Of course, this entire solution kind of assumes you aren’t using Windows. If you are, I’m sorry, but at least you have AAA games available, so it’s not all bad.
A repository for dotfiles
Adding our dotfiles to a git repository is pretty simple, although there are helpers for you to get as fancy as you like. I’ve opted to just create a git repository in my home directory, which can sometimes cumbersome, so I would recommend that you pick a utility that suits your needs from the page above and go with it.
You should keep a few things in mind:
- Never run
git cleanon your home dir, as it will delete everything (your home is now a git repository, after all). Using one of the utilities above will help with this, since those don’t just turn everything into one huge repository.
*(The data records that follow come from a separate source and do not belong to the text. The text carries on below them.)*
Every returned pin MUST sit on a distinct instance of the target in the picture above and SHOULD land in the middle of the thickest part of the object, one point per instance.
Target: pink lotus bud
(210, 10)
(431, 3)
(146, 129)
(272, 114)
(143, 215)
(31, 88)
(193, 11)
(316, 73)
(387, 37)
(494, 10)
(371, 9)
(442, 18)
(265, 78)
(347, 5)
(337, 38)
- Be judicious in choosing which files you add to the repository. Don’t just add everything that’s in your home directory, or even most of it, because that will just require unnecessary commits and make your repository larger. It does take a bit more time to figure out where programs store their preferences, but it’s nothing you can’t find out in two minutes, and it will ensure you only sync the things you really need to.
- If some files contain sensitive information, you can use the excellent git-crypt to encrypt them with your GPG key. If you’re unfamiliar with GPG, here’s a [good introduction](https://www.madboa.com/geek/gpg-quickstart/), including details on how you can generate your key. This will ensure that nobody but you will be able to read the sensitive information (not even your git host), but be careful not to commit decrypted files, which can sometimes inadvertently happen.
After (some of) your dotfiles are sitting safely in a repository, all you need to do is remember to commit and push the changes every so often. When you switch computers, just git pull, and all your updated preferences will be available there as well!
We are now ready to proceed to phase “awesome”.
Writing a provisioning script
The role of the provisioning script is to bring the system into a specified state, from any starting state. This usually means using the system’s package manager to install packages, as well as checking if things are missing and only then installing them. The way I achieved this is with a series of small scripts, but you should feel free to use whatever tool you feel comfortable with. In my case, I used Ansible just because it’s very easy to write such a simple script, but anything else (even a simple and portable bash script) would work just as well.